Our hurry was to get to the Samoa Cultural Village in time for the next native dance and cooking demonstrations, and we made it with just minutes to spare. Food was cooked in the traditional Polynesian manner of burying the meats and vegetables in a heated pit.
Included in the village are demonstrations of siapo making. Siapo is the Samoan version of tapa cloth, the strands for which are derived from the inner bark of various trees. It’s a very laborious and time consuming process, and a skill that is slowly dying.
The village show includes traditional dances and a formal greeting from the village royalty:
Make sure you take time to stop and smell the roses . . . or otherwise enjoy the native flora at the village:
After our lunch of native cuisine we boarded a taxi for journey to the home of a fellow author, but first we made two stops.
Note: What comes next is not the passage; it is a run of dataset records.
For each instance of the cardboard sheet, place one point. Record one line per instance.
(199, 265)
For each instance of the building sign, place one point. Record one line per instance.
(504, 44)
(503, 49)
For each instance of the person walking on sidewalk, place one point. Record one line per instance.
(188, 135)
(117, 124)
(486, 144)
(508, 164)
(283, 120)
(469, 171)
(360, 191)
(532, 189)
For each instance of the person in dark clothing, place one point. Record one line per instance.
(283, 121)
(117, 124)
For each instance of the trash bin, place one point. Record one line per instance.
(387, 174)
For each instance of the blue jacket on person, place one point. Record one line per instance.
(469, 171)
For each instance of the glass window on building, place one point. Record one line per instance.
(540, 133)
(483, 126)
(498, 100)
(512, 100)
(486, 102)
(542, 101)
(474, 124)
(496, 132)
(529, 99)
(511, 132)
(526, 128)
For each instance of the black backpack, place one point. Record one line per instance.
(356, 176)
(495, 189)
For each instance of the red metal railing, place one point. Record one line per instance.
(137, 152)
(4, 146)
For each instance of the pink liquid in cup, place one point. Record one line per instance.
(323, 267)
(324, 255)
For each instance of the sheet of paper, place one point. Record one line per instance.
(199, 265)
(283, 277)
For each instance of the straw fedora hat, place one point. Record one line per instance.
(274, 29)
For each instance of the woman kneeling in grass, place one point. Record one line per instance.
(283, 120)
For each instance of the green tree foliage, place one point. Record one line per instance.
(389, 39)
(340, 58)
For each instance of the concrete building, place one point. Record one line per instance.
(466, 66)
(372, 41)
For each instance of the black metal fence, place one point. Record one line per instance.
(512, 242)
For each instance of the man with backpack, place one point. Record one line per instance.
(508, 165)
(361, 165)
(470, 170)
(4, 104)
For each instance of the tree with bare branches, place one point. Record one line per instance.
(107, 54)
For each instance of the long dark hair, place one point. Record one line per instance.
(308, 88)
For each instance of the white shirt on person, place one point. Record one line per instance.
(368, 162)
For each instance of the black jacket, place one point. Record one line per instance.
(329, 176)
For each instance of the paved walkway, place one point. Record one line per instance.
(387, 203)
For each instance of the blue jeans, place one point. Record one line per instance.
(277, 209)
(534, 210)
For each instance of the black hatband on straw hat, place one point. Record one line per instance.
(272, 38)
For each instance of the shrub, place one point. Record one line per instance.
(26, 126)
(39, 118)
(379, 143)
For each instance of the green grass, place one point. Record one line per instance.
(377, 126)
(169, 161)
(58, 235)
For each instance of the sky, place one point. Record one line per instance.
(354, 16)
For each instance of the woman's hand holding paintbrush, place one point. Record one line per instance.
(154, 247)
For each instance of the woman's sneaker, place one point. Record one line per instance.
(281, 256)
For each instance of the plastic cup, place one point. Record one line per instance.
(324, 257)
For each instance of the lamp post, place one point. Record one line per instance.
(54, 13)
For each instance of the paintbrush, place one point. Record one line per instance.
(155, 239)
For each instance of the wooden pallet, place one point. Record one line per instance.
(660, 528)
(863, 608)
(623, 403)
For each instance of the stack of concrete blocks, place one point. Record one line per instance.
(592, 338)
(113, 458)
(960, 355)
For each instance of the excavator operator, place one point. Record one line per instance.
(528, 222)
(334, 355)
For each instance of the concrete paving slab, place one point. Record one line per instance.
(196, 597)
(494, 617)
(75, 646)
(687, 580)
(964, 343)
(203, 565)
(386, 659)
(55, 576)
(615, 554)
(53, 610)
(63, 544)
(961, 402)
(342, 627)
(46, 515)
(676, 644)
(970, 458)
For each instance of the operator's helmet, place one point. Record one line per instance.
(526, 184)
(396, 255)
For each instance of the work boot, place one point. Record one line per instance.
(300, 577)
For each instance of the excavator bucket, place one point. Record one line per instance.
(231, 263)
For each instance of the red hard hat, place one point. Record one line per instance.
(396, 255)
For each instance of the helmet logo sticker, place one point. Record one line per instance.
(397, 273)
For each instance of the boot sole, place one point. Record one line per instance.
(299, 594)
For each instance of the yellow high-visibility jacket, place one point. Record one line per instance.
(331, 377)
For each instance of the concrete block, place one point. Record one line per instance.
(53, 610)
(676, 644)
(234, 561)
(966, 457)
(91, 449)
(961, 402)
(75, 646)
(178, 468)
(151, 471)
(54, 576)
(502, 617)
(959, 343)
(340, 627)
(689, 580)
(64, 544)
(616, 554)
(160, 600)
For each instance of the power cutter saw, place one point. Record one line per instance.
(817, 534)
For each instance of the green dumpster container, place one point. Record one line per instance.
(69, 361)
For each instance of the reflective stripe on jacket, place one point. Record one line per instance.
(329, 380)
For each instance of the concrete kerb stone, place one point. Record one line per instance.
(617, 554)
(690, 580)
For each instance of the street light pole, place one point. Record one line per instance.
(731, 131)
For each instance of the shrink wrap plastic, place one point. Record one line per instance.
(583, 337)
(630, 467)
The first was for refreshing coconut water straight from a fresh coconut, and this was to be had at the local market just beyond the Apia Clock Tower.
Our taxi driver then took us to a place he knew where we could watch locals feed the sea turtles, which eagerly awaited their feeding:
After that it was off to the village of Vailima, site of Robert Louis Stevenson’s Villa Vailima, which is now the Robert Louis Stevenson Museum. I knew what the “vai” in “Vailima” meant; it’s Polynesian for “water”. I learned that tidbit way back in 1994 from Mark Vaikai, whom when we met was an air traffic controller working at the Rarotonga International Airport in the Cook Islands.
Now for the other part of “Vailima”. In Polynesian “lima” means both “five” and “hand”. In this instance however it’s “hand”, so “vailima” literally translates to “water in the hand”.
And Mark’s last name, Vaikai? Mark jokingly told me that his name is all you need for life. It’s Polynesian for “Water and Food”, and now you know the genesis for the name of the fictitious setting I used in my mystery novel Decisions — the Fijian island resort of Vaikai.